Intuit Cuts 3,000 Jobs as AI Investment Push Tests Investor Patience

Serious corporate executive in a suit holds a memo about layoffs, with AI workflow charts on a monitor.

Intuit cut roughly 17% of its global workforce, about 3,000 employees, in a company-wide restructuring tied to cost and operational priorities. The move lands as Intuit accelerates its AI strategy, creating a difficult balance between near-term efficiency, workforce disruption and long-term product ambition.

The restructuring coincided with renewed investment in AI through multi-year partnerships with Anthropic and OpenAI. Investors read the combination as a costly reallocation of resources, especially because the cuts arrived alongside strong quarterly results and a higher full-year outlook.

AI Becomes the Center of Intuit’s Operating Model

CEO Sasan Goodarzi told employees the workforce reduction was meant to “simplify operations and improve execution” and had “nothing to do with AI.” Internal communications, however, linked the cuts to a sharper focus on key bets, including AI efforts, underscoring the tension between the company’s public framing and its strategic direction.

Intuit plans to embed Anthropic and OpenAI models across TurboTax, QuickBooks and Mailchimp, using AI to improve customer support, automate analysis, deliver more personalized tax and financial guidance, and optimize marketing execution. Those AI use cases overlap with functions affected by the restructuring, making the pivot operationally significant for both employees and product teams.

The company also plans to consolidate offices, including closures in Reno, Nevada, and Woodland Hills, California, while pulling back parts of Mailchimp operations. The goal is to reduce management layers and eliminate redundant coordination roles, including complexity tied to earlier integrations such as TurboTax with Credit Karma.

Strong Earnings Clash With Restructuring Costs

Intuit flagged restructuring charges of about $300 million to $340 million tied to the job cuts. Those costs came alongside a third-quarter earnings beat, with adjusted EPS of $12.80 on $8.56 billion in revenue and an upward revision to full-year fiscal 2026 guidance.

The market response was harsh despite the operating beat. Intuit’s stock fell more than 11% after the disclosure, extending its year-to-date decline to more than 40% as investors questioned whether AI investment can offset the cost of lost human capital.

U.S. employees affected by the layoffs are set to receive about 16 weeks of base pay, plus two additional weeks for each year of service. The severance package provides a transition cushion, but it does not resolve concerns about execution capacity as technical resources concentrate around AI workstreams.

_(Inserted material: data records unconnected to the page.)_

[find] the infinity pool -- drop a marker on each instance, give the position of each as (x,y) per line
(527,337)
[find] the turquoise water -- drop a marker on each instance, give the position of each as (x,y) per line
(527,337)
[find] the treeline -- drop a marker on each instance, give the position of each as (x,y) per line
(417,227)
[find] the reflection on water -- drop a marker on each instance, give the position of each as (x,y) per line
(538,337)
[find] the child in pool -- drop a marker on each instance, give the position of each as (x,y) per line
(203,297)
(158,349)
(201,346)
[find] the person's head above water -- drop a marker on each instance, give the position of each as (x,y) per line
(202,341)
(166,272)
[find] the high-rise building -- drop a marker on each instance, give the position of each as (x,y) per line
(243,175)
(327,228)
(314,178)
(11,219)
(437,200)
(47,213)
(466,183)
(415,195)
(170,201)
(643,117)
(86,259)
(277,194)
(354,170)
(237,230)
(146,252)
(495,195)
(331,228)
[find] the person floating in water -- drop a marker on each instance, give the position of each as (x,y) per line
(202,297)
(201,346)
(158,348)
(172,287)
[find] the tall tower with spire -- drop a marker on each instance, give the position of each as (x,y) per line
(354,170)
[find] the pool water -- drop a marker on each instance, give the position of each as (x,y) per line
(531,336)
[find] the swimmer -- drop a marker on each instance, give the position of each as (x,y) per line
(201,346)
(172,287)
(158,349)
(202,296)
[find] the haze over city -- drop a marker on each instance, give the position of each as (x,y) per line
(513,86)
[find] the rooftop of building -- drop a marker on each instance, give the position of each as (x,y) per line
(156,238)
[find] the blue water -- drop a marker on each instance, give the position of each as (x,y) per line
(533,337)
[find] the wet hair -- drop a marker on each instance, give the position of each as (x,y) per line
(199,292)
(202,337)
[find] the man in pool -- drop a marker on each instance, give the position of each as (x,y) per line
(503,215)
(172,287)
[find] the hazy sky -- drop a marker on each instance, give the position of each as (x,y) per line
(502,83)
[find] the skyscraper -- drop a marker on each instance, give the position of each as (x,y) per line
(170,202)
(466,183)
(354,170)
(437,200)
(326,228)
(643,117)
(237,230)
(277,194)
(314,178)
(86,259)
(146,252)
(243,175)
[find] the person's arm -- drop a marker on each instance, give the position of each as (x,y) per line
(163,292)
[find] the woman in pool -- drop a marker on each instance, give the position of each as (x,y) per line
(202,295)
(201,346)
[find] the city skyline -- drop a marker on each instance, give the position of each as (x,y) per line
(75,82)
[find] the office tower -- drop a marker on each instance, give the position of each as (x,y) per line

The episode also exposes a familiar industry risk often described as “AI-washing,” where AI ambitions sit beside workforce reductions and large capital commitments. The strategic question is whether automation can produce measurable operating leverage, rather than simply justify a leaner organization.

For users and employees, the restructuring points to faster automation across Intuit’s core platforms and a tighter concentration of resources around AI-enabled product development. For investors, the next test is execution, with future quarters expected to show whether the leaner structure and AI partnerships deliver recurring revenue growth, margin expansion and durable efficiency gains.